Reindeer and language revitalization: Inuit students visit Finland's Sami people
'We still have our culture going, and Inuit and Sami are working to strengthen [it]'
It was the first time college student Trudy Tulugarjuk travelled outside of Canada.
"It was cool to see the outside world for the first time," said Tulugarjuk, a first-year student at Nunavut Sivuniksavut, an Ottawa-based college for Inuit studies.
Fourteen first-year students flew across the Atlantic this month for a cultural exchange with Finland's Indigenous Sami people, as a part of the school's program.
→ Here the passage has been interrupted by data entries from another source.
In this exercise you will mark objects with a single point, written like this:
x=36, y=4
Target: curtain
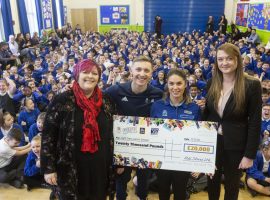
x=39, y=15
x=23, y=17
x=54, y=8
x=7, y=18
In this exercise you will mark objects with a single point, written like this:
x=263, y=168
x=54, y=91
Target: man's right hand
x=51, y=178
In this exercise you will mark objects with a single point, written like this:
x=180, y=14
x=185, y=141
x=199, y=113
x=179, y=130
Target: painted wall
x=136, y=8
x=182, y=15
x=15, y=16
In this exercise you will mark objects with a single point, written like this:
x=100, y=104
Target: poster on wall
x=242, y=14
x=118, y=14
x=259, y=15
x=65, y=15
x=47, y=14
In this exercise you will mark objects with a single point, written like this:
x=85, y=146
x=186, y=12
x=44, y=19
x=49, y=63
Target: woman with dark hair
x=210, y=25
x=222, y=24
x=176, y=104
x=234, y=101
x=76, y=153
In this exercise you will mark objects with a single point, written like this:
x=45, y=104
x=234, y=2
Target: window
x=2, y=32
x=30, y=6
x=58, y=11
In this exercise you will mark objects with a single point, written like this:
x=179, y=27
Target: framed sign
x=118, y=14
x=47, y=14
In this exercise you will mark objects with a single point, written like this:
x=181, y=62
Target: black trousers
x=227, y=161
x=34, y=181
x=177, y=179
x=14, y=170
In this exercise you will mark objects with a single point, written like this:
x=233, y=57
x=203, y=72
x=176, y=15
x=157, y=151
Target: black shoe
x=28, y=188
x=17, y=184
x=253, y=193
x=241, y=185
x=46, y=186
x=52, y=196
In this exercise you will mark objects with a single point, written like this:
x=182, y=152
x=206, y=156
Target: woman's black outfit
x=240, y=138
x=79, y=175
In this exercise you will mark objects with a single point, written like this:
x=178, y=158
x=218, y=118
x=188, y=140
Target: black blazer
x=241, y=131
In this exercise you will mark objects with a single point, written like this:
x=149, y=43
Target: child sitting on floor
x=12, y=158
x=32, y=176
x=258, y=176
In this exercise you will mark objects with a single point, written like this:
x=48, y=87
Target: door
x=87, y=18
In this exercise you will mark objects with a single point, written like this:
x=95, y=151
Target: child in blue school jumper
x=37, y=127
x=32, y=176
x=7, y=123
x=28, y=115
x=258, y=176
x=265, y=127
x=176, y=104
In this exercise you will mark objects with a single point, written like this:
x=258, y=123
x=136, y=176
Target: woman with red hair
x=75, y=154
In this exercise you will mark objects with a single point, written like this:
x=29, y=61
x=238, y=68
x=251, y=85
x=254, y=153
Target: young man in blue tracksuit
x=176, y=104
x=134, y=99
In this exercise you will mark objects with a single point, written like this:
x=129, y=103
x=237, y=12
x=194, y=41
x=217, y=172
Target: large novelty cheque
x=154, y=143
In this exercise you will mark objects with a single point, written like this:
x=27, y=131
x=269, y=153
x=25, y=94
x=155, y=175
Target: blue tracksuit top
x=28, y=117
x=131, y=104
x=164, y=109
x=256, y=170
x=30, y=168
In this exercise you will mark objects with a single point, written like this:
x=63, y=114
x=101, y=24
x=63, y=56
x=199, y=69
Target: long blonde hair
x=239, y=85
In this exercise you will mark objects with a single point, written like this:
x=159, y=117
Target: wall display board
x=117, y=14
x=259, y=15
x=65, y=15
x=242, y=14
x=181, y=145
x=47, y=14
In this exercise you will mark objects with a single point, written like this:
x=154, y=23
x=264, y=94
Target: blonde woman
x=234, y=101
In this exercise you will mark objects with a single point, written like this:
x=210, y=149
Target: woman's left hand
x=245, y=163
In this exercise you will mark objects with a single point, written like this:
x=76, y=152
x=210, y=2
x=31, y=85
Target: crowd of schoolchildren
x=34, y=70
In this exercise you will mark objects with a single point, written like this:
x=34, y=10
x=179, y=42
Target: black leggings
x=227, y=160
x=14, y=170
x=177, y=179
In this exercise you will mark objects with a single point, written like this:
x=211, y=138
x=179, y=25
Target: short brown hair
x=143, y=59
x=15, y=134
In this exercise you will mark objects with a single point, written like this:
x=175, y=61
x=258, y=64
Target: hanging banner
x=242, y=14
x=65, y=15
x=169, y=144
x=117, y=14
x=47, y=14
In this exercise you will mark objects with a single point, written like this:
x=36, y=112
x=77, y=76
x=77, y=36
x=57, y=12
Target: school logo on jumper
x=164, y=113
x=124, y=99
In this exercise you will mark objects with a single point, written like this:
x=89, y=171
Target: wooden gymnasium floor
x=10, y=193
The students started their trip in the capital Helsinki, visiting the parliament and the University of Helsinki where they met with professors of Indigenous studies and languages. They got to tease their taste buds with Finnish foods, stay with local families, and hold performances to share Inuit and Sami culture.
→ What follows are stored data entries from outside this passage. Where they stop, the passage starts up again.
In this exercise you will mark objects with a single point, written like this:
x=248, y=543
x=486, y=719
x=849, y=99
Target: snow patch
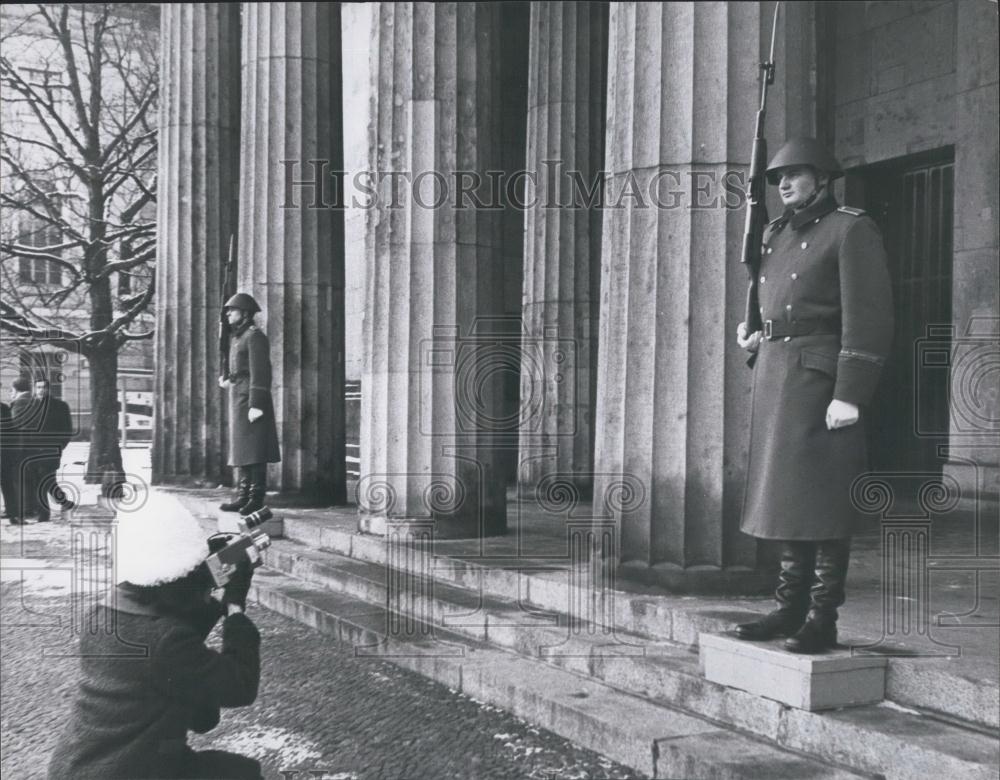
x=288, y=748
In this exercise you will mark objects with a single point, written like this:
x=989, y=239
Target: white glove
x=749, y=342
x=840, y=414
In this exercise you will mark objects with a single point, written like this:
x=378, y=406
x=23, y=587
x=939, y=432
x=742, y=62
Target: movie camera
x=248, y=544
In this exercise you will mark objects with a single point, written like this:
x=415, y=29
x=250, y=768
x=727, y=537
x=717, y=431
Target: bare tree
x=79, y=164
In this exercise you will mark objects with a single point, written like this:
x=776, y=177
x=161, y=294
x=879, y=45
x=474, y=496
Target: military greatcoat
x=823, y=269
x=250, y=372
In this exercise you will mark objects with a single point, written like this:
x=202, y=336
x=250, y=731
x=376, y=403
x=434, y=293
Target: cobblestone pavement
x=320, y=707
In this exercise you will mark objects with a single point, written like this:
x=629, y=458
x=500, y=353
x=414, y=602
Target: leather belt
x=776, y=329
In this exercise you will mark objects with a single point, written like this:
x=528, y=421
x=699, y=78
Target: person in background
x=253, y=433
x=20, y=501
x=53, y=433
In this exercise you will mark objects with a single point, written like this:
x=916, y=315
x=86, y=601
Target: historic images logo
x=314, y=184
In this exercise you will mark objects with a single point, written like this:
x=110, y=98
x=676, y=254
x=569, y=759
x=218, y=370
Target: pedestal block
x=807, y=682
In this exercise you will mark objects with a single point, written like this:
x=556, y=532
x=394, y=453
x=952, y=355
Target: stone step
x=654, y=739
x=908, y=683
x=663, y=672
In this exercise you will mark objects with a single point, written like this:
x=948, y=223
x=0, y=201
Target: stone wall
x=894, y=79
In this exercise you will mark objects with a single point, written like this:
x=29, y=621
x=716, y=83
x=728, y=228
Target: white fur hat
x=158, y=542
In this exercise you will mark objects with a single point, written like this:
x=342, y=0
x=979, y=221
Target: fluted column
x=672, y=385
x=198, y=173
x=562, y=228
x=431, y=398
x=291, y=251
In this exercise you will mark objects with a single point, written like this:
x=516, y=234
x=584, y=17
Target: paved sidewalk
x=321, y=708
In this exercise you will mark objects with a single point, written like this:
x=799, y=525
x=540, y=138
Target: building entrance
x=912, y=200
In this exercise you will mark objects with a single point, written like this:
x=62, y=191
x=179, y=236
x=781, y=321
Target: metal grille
x=913, y=204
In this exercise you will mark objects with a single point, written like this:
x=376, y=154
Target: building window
x=38, y=234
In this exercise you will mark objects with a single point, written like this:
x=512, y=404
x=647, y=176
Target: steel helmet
x=244, y=302
x=803, y=151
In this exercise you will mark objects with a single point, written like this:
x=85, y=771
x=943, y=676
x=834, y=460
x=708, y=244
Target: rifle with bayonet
x=753, y=233
x=227, y=293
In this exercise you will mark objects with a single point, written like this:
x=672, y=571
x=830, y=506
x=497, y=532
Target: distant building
x=39, y=283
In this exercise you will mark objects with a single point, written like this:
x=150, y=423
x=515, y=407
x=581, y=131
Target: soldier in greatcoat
x=826, y=305
x=253, y=434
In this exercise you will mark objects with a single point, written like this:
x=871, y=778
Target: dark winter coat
x=144, y=685
x=42, y=426
x=823, y=263
x=250, y=372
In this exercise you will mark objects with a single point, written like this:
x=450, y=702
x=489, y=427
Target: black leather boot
x=819, y=632
x=792, y=595
x=241, y=497
x=258, y=488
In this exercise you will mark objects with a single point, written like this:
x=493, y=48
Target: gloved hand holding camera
x=238, y=585
x=236, y=590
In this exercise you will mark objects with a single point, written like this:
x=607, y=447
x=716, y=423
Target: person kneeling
x=147, y=683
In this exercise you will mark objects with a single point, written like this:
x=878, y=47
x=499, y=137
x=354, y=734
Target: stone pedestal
x=562, y=241
x=672, y=385
x=291, y=244
x=808, y=682
x=431, y=402
x=198, y=174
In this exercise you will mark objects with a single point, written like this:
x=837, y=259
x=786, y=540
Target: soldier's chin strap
x=814, y=197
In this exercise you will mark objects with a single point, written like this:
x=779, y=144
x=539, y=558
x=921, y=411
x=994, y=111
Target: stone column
x=975, y=402
x=672, y=387
x=199, y=129
x=562, y=228
x=431, y=398
x=291, y=256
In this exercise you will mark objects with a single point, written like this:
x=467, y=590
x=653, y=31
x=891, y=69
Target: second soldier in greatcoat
x=253, y=433
x=826, y=304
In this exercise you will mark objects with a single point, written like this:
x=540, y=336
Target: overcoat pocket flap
x=820, y=361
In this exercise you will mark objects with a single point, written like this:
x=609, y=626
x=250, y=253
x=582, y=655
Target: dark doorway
x=912, y=200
But the most memorable was their visit to Inari Village, a small community that's home to many Sami, the Indigenous people who live throughout Finland, Norway, Sweden and Russia.
"The highlight was when we went to see a reindeer herder and we got to pet some reindeer and just hang out with them," said Tulugarjuk.
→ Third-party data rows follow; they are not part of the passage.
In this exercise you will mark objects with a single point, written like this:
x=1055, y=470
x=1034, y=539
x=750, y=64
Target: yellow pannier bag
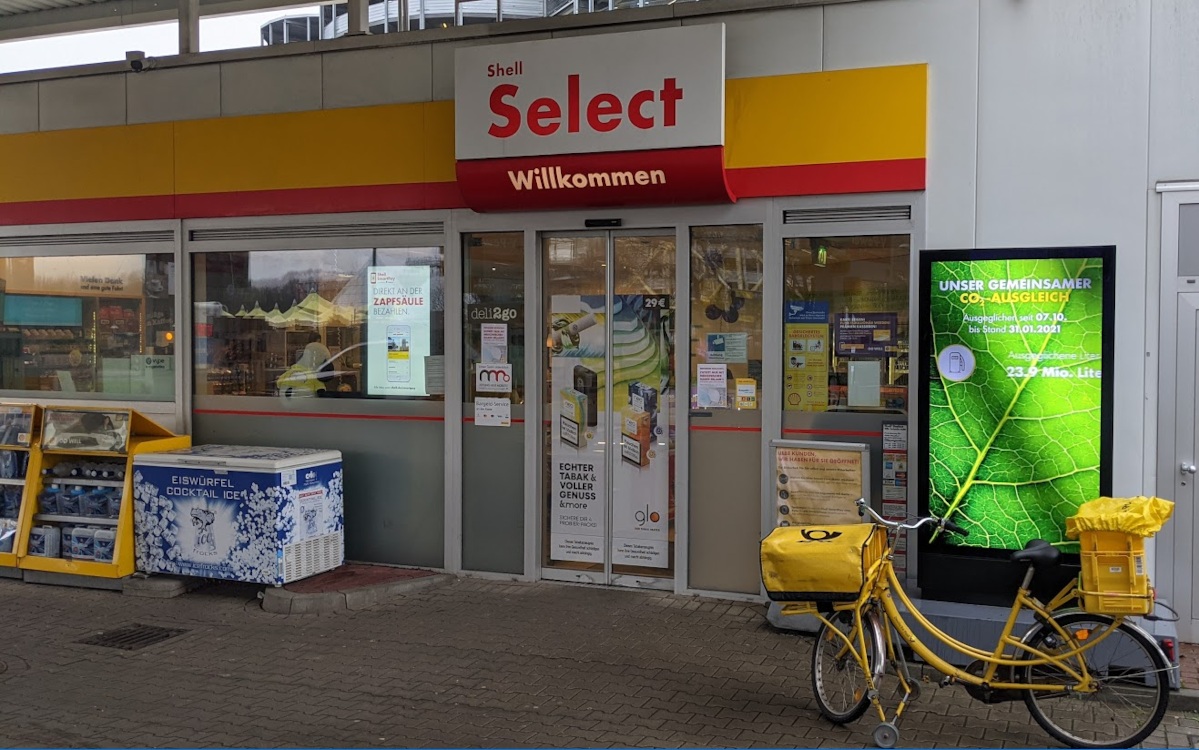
x=1139, y=516
x=819, y=563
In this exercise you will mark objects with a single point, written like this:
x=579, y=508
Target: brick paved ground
x=469, y=664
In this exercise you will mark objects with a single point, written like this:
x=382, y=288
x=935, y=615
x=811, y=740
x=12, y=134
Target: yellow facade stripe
x=861, y=115
x=333, y=147
x=110, y=162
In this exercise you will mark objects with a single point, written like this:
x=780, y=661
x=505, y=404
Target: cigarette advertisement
x=1017, y=354
x=398, y=303
x=578, y=490
x=636, y=430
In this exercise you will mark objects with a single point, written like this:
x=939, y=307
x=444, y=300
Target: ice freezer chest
x=261, y=515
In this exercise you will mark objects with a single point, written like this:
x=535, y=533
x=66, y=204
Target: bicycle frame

"[It's] kinda like a once in a lifetime," said Ipeelie, who also enjoyed visiting the home of a Sami reindeer herder.
Students say it was the similarities between the two Indigenous groups that left an impression.
"Sami people are very similar to us, even their land is very similar, except the fact that they have trees," said Tulugarjuk. "Our languages are very important."
Students learned about Sami governance, broadcasting, and language revitalization because a few of the 10 Sami dialects are considered endangered.
"Sometimes Inuit are made out to be that we're the only ones that are struggling," said Ipeelie.
"We still have our culture going, and Inuit and Sami are working to strengthen [it]. It's still alive."